A CNN works by learning spatial patterns within images through convolutional filters. Each layer extracts increasingly complex features:

Feature Extraction→Pattern Recognition→Classification

This allows the system to recognize gestures, objects, or signals from camera input.

AI Training System

Users can collect datasets directly from the camera feed. These images are used to train a custom classification model that predicts labels and outputs confidence scores.

Example prediction output:

Gesture: thumbs_up Confidence: 94%

The system performs real-time inference, allowing visual input to instantly trigger hardware responses.

Hardware Architecture

AutoniMake uses a hub-and-peripheral architecture.

A Raspberry Pi acts as the central hub

The hub runs the AI pipeline and web interface

Commands are sent to hardware modules via serial communication

Peripheral devices are powered by ESP32 microcontrollers, which control hardware components like:

Displays

Motors

Sensors

Commands follow a simple protocol:

DISPLAY:Hello ROBOT:F ROBOT:STOP

This modular design allows new hardware components to be added easily without changing the AI system.

Interface

We built a simple web-based interface that allows users to:

capture training images

train AI models

map predictions to hardware actions

monitor predictions in real time

This makes the platform accessible even for users with no machine learning experience.

Challenges we ran into

One of the biggest challenges was integrating multiple systems in real time.

Our project involved:

computer vision

machine learning

web interfaces

microcontroller communication

robotics hardware

Ensuring all these components worked together with low latency required careful system design.

Another challenge was building a reliable communication pipeline between the Raspberry Pi hub and ESP32 peripherals. We had to design a simple command protocol and ensure commands were parsed correctly across devices.

Finally, training models quickly enough for a live demo required optimizing our dataset size and inference pipeline.

Accomplishments that we're proud of

Building a complete end-to-end AI robotics system in a short time. We successfully integrated computer vision, machine learning, web software, and embedded hardware into a single platform that allows AI predictions to directly control real-world devices.

Creating a code-free workflow for training AI models. Instead of requiring users to write machine learning code, AutoniMake allows users to capture training data, train a vision model, and deploy it to hardware through a simple interface.

Developing a modular hardware architecture. Our Raspberry Pi hub communicates with ESP32 peripherals using a custom command protocol, allowing multiple hardware modules like displays or robots to be connected and controlled by AI.

Achieving real-time AI inference controlling physical devices.
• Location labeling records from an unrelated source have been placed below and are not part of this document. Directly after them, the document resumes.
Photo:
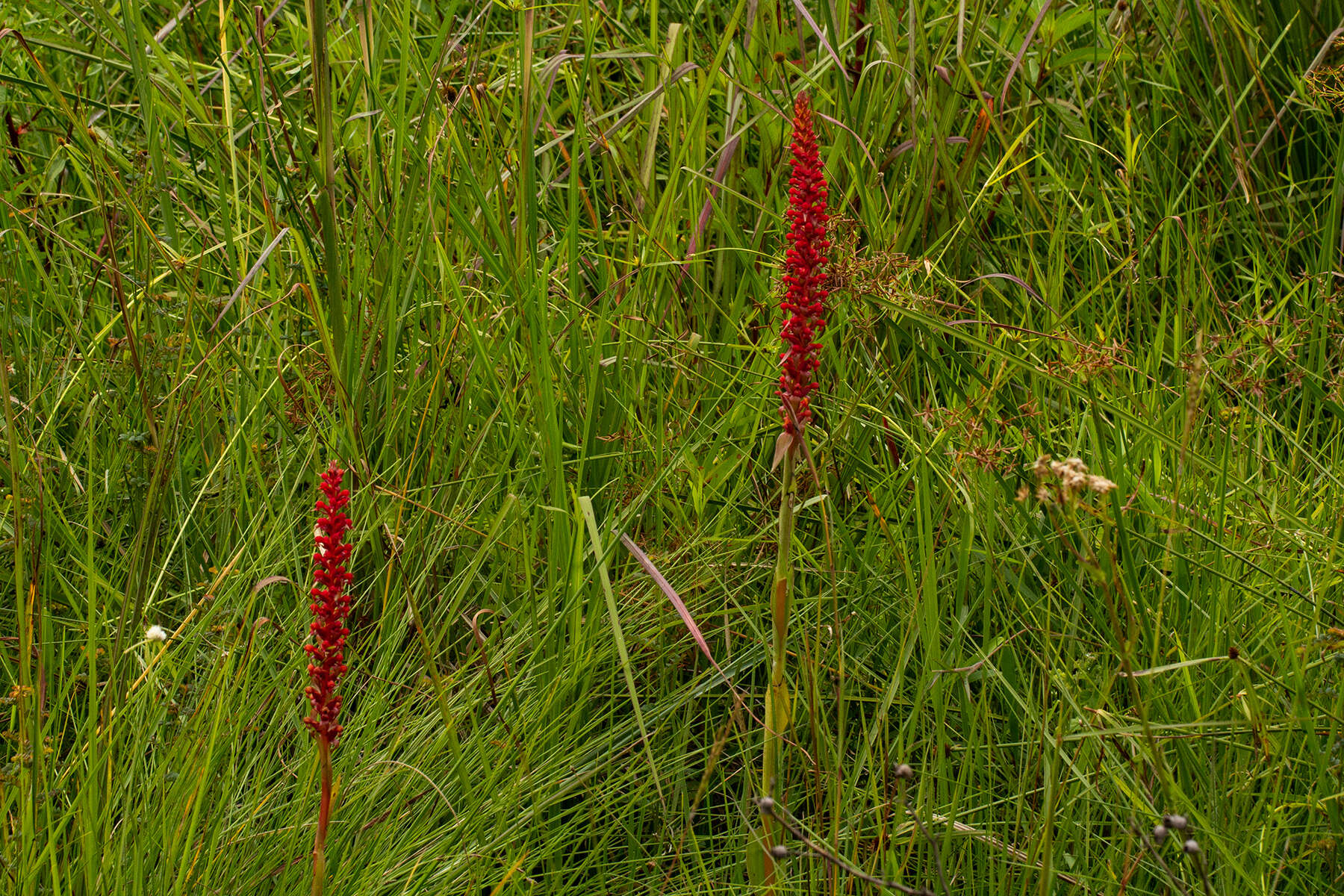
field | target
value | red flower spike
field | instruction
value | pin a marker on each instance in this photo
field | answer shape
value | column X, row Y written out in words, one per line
column 804, row 273
column 329, row 608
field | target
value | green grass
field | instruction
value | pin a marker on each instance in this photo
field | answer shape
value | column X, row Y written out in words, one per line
column 556, row 233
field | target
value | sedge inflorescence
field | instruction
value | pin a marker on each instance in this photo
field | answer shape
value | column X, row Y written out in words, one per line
column 804, row 276
column 329, row 606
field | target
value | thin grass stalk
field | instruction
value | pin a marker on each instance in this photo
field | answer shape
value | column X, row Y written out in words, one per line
column 327, row 188
column 777, row 700
column 324, row 813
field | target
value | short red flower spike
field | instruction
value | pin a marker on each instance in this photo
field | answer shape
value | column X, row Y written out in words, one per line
column 329, row 606
column 804, row 272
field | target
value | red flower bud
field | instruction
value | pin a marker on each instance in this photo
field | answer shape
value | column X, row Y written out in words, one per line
column 329, row 608
column 804, row 265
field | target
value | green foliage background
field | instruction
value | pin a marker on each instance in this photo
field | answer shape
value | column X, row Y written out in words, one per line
column 1107, row 231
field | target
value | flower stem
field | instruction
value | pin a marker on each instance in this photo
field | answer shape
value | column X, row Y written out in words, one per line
column 324, row 758
column 777, row 699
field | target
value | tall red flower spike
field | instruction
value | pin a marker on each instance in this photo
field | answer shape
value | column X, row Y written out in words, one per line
column 804, row 272
column 329, row 606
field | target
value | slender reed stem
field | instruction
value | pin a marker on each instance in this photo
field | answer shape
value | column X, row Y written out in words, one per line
column 327, row 193
column 324, row 812
column 777, row 700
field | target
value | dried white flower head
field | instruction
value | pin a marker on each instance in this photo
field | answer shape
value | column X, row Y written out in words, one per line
column 1065, row 480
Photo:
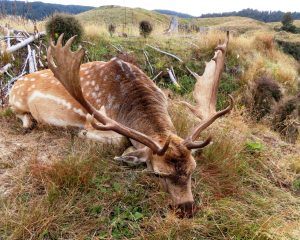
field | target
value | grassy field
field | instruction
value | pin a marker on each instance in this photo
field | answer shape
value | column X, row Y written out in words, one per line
column 54, row 186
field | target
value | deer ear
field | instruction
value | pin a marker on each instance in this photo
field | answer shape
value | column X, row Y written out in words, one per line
column 134, row 157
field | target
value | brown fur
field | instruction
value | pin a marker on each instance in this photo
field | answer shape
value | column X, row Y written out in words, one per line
column 129, row 97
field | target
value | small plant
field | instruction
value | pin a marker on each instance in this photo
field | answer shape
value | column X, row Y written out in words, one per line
column 64, row 24
column 287, row 23
column 254, row 146
column 111, row 29
column 145, row 28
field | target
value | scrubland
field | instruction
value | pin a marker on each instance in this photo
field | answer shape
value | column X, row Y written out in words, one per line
column 247, row 183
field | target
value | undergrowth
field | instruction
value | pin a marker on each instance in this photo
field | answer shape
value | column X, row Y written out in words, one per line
column 86, row 195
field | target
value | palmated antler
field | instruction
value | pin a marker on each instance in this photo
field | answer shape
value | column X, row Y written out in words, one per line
column 65, row 65
column 205, row 94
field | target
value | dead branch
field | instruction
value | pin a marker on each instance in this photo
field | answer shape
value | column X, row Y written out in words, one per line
column 147, row 60
column 166, row 53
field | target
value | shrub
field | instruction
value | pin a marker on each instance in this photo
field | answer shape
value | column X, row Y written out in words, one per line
column 145, row 28
column 266, row 94
column 111, row 29
column 292, row 48
column 286, row 117
column 64, row 23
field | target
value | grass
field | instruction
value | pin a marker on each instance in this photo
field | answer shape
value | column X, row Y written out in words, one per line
column 86, row 195
column 246, row 182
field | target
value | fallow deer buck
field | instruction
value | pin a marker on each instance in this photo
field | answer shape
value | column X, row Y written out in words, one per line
column 112, row 99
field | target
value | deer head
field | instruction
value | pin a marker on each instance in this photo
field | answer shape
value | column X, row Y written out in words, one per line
column 167, row 155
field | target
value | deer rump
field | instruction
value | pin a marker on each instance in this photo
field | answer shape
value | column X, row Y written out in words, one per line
column 114, row 99
column 118, row 89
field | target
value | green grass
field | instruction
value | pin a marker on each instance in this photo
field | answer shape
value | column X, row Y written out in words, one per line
column 86, row 195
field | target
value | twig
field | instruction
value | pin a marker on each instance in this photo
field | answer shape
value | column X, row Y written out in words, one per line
column 153, row 79
column 115, row 47
column 90, row 43
column 147, row 59
column 172, row 77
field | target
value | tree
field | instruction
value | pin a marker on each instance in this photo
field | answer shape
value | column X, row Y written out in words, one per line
column 145, row 28
column 111, row 29
column 287, row 19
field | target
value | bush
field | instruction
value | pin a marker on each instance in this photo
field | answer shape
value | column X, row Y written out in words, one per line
column 64, row 23
column 266, row 93
column 145, row 28
column 292, row 48
column 111, row 29
column 286, row 117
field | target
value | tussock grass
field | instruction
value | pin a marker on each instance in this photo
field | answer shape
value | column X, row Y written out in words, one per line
column 245, row 185
column 246, row 182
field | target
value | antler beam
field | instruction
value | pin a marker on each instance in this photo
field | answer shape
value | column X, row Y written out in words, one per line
column 205, row 93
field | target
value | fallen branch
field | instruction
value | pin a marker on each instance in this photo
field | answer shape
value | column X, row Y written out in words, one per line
column 167, row 53
column 147, row 60
column 5, row 68
column 172, row 77
column 153, row 79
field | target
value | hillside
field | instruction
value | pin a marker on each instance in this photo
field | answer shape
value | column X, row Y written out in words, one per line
column 38, row 10
column 173, row 13
column 132, row 16
column 119, row 15
column 55, row 185
column 264, row 16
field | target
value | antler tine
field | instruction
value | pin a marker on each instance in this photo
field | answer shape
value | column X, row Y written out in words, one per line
column 69, row 42
column 131, row 133
column 205, row 92
column 66, row 70
column 207, row 122
column 198, row 145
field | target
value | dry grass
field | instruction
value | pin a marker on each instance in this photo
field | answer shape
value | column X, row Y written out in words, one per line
column 245, row 190
column 246, row 182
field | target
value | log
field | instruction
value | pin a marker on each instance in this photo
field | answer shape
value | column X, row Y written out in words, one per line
column 169, row 54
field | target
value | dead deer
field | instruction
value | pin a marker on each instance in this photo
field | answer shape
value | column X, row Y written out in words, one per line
column 109, row 100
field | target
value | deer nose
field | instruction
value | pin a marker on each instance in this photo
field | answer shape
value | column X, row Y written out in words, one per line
column 186, row 209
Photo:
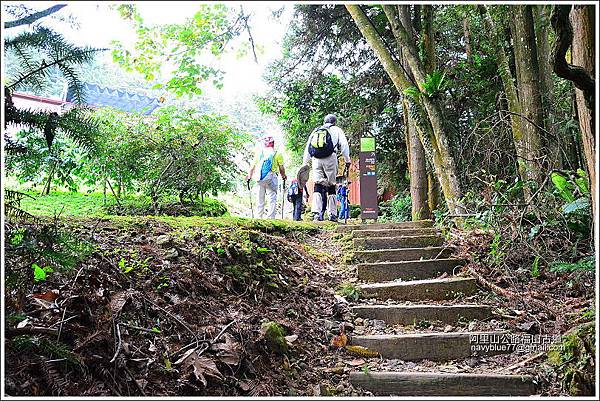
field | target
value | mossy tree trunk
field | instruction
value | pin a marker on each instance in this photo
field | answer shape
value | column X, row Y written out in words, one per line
column 416, row 148
column 443, row 161
column 551, row 141
column 416, row 167
column 526, row 162
column 528, row 86
column 443, row 158
column 582, row 20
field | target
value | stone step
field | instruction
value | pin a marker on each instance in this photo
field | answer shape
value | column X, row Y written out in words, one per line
column 435, row 346
column 397, row 242
column 400, row 232
column 403, row 254
column 421, row 290
column 443, row 384
column 343, row 228
column 408, row 270
column 411, row 314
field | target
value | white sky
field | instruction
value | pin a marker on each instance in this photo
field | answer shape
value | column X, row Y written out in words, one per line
column 99, row 26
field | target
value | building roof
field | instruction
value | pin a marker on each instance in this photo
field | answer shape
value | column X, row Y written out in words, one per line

Our system processes camera input, classifies it using a CNN-based model, and sends commands to hardware modules with minimal latency.

Designing an accessible platform for robotics experimentation. By simplifying both the AI and hardware setup, we created a system that lowers the barrier for students, makers, and researchers to build autonomous systems.

Successfully demonstrating live training and deployment. One of our biggest accomplishments was being able to train a model and immediately see its predictions trigger hardware responses in real time.